Shutting out the media buzz and focusing solely on her skiing was French racer Tessa Worley’s ticket to the giant slalom world title on Thursday.
The 23-year-old put in two dominant lead runs to finish with an aggregate time of 2 minutes, 8.06 seconds, a full 1.12 seconds ahead of Slovenian star Tina Maze, whose silver was her third medal of the world championships.
“It seems simple, but when you’re at an event like this one, you have everything that makes you think that you’re at the world championships, that there’s a medal at the end that you can maybe win,” Worley said. “There’s a big crowd, a lot of media. So I just wanted to think about skiing and not about everything that was around ... I just thought about it when I passed the finish line at the end and then I was very, very happy.”
Photo: EPA
Already leading by more than half a second after the first run, Worley kept her cool to blaze through her second outing on the Planai course in sunny, cold conditions.
Worley, who was born to a French mother and Australian father, and took home France’s fourth medal of these championships, also credited the course for giving her a good feeling during both runs.
“These are the conditions I like,” she said. “I love very hard and icy, but it was still not too extreme, so we could ski well enough to have a good sensation and go fast. Sometimes you have a race and have bad feelings. Today, it was pretty nice to ski on it. The slope was great.”
Topping the medals table with two golds, one silver and one bronze, France have had an extraordinary championships and Worley expressed her hope that her team’s success would further raise the sport’s profile at home.
“A lot of people are starting to follow us and with all the medals, people are watching, and following and supporting us even more. It’s great for us and we just want to keep going,” she said.

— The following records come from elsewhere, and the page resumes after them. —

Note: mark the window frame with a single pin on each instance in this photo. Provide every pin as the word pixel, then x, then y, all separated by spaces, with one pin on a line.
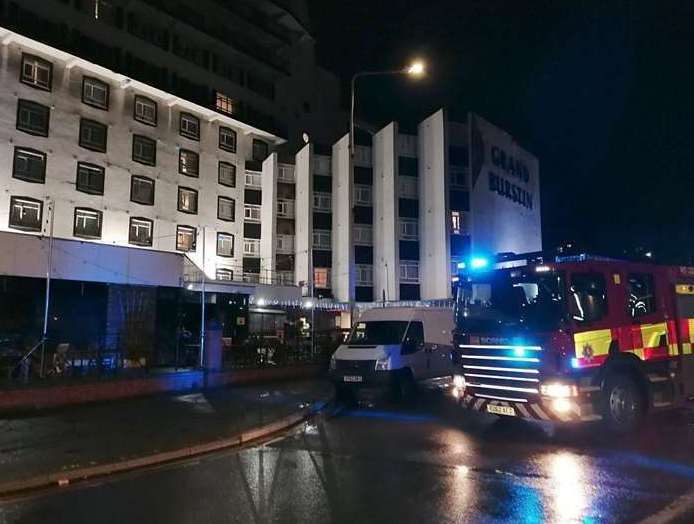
pixel 107 87
pixel 183 152
pixel 219 172
pixel 91 147
pixel 135 242
pixel 24 81
pixel 93 167
pixel 181 189
pixel 233 133
pixel 144 162
pixel 100 217
pixel 132 185
pixel 221 198
pixel 183 115
pixel 36 229
pixel 31 151
pixel 24 103
pixel 220 236
pixel 191 229
pixel 144 120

Maze, pocketing her third medal at the championships after super-G gold and super-combined silver, was beaming after securing second place, despite what she considered a bad first run.
“It’s a good day in the end. It was not an easy day,” said the unusually candid Slovenian, who usually makes winning look like a piece of cake. “It’s hard to keep this high level all the time ... every day it’s a new battle.”
Austrian Anna Fenninger, who had struggled last week against high expectations and pressure from the home public and media clamoring for medals, was visibly relieved by her bronze.
“It was a really difficult world championship. I’m just happy for today, it was my last chance for a medal,” said the 23-year-old, who had bagged a gold medal in the super-combined in Garmisch-Partenkirchen, Germany, in 2011 as a relative unknown.